Przypomnijmy, że prezydent nazwał „nierobami” władze starostwa, które poczuły się urażone i złożyły w lutym ubiegłego roku doniesienie do prokuratury o popełnieniu przestępstwa. Prokuratura odmówiła jednak wszczęcia postępowania, stwierdzając, że nie dostrzega interesu społecznego w tej sprawie. Zarząd powiatu złożył zażalenie na decyzję prokuratury, jednak sąd oddalił jego skargę i utrzymał w mocy wcześniejszą decyzję. Zarząd starostwa nie zrezygnował i złożył przeciwko prezydentowi prywatny akt oskarżenia.
Dzisiaj doszło do pierwszej rozprawy pojednawczej. Decyzją sądu odbyła się ona z wyłączeniem jawności. Porozumienia jednak nie osiągnięto, gdyż, jak mówił po wyjściu z sali rozpraw prezydent Robert Raczyński, nie chciała jej żadna ze stron. Prezydent nadal podtrzymuje wcześniejszą opinię na temat pracy zarządu powiatu, dodając, że jest w stanie dowieść prawdziwość wypowiedzianych słów.
– Nadal podtrzymuję, że zarządy starostw nie są do niczego potrzebne i są zbędne. Politycy, którzy w nich zasiadają opóźniają wszystkie inwestycje. W Polsce wydawanie zezwoleń budowlanych trwa niekiedy ponad rok i często niestety nie jest to decyzja administracyjna, ale polityczna. Idealnym przykładem jest tutaj rynek lubiński. Zaznaczam, że dotyczy to zarządu, bo nie mam nic przeciwko urzędnikom, którzy sumiennie wykonują swoje obowiązki – mówi prezydent.
Robert Raczyński wskazuje też, że powiatem jest też Legnica, a jednak zamiast kilkuosobowego zarządu, prezydent pełni jednocześnie funkcję starosty i prezydenta, co nie obciąża go dodatkową pracą. Podobnie jest też w Jeleniej Górze, Wrocławiu, czy w Sieradzu, Skierniewicach i Płocku.

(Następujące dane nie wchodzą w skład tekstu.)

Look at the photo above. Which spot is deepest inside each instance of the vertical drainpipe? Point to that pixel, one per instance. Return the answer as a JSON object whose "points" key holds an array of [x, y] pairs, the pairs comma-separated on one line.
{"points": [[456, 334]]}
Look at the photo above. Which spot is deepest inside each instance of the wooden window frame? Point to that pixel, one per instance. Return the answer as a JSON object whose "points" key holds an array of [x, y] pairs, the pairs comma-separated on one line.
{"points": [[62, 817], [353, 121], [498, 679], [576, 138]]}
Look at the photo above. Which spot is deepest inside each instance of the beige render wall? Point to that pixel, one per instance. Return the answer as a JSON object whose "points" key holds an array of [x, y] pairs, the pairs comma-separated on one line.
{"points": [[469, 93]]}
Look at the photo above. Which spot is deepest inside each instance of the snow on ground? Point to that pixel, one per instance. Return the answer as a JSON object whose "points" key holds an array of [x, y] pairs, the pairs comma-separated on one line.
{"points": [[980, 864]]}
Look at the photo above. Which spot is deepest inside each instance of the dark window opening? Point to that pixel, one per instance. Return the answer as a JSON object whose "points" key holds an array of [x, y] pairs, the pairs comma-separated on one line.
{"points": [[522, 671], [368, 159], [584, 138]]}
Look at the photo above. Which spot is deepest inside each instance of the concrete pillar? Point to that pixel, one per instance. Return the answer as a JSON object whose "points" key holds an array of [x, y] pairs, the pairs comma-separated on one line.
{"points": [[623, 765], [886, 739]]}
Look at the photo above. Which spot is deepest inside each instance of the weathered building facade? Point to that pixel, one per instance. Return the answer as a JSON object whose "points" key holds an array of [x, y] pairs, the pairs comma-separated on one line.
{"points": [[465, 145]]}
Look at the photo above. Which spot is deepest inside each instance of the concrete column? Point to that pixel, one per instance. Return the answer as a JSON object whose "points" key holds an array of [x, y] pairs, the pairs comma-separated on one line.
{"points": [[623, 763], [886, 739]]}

Ireneusz Oszczęda, pełnomocnik starostwa, wskazuje, że dalsze postępowanie zależy od stanowiska prezydenta i od przedstawionych dowodów na okoliczność zasadności swoich twierdzeń. Pytany czy starostwo nie obawia się, że prezydent będzie w stanie udowodnić bezczynność władz powiatu odpowiada:
– Nie wiem. Trudno mi powiedzieć, ja jestem tylko pełnomocnikiem i nie wiem czego ma się starostwo bać. Jeżeli się okaże, że ma się czegoś bać, no to się okaże, jeżeli nie, no to nie – mówi.